Selling England By The Pound - 45th Anniversary

  • Last friday (12 Oct), Selling England By The Pound celebrated its 45th release anniversary




    What do you think about that album? Do you have memories from 1973, when it came out?


    This is our review:

    https://www.genesis-news.com/c…Pound-CD-review-s288.html

  • I remember a local record shop, which I walked past daily on the way home from school, having a huge poster of the cover in the window.

    Ian


    There is a church bell

    That rings on the hour

    Filling the streets

    Stopping the world awhile

  • I wasn't born yet but nonetheless, my dad played it a lot when I was little so the Firth of Fifth solo became the first recorded music I could ever remember in my life and the whole album carries a lot of earliest childhood memories for me.

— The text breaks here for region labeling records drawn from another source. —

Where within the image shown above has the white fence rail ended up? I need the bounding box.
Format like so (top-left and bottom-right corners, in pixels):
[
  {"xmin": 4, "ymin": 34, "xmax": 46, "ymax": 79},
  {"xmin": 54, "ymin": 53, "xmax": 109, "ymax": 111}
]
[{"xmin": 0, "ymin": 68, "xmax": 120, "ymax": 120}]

I was fascinated as early as being only 5 years old and throughout this fascination never faded, it kept growing. It is my all-time favourite album and it has literally (sic!) accompanied me for my whole life.

  • As with most other pre-1980 Genesis albums, I first heard SELLING after buying a full collection of past Genesis albums in one day in 1982. (The exceptions were NURSERY CRYME & FOXTROT, which I'd already heard.) And like most Gabriel-era albums, it really didn't click with me right away.


    I've now come to appreciate it as being (IMO) the best Gabriel-era Genesis album.


    BTW, I'm much easier on a couple of its songs than the linked-to review is.

    "Epping Forest" is probably my least favorite song on the album, but I still have a higher opinion of it than the reviewer does.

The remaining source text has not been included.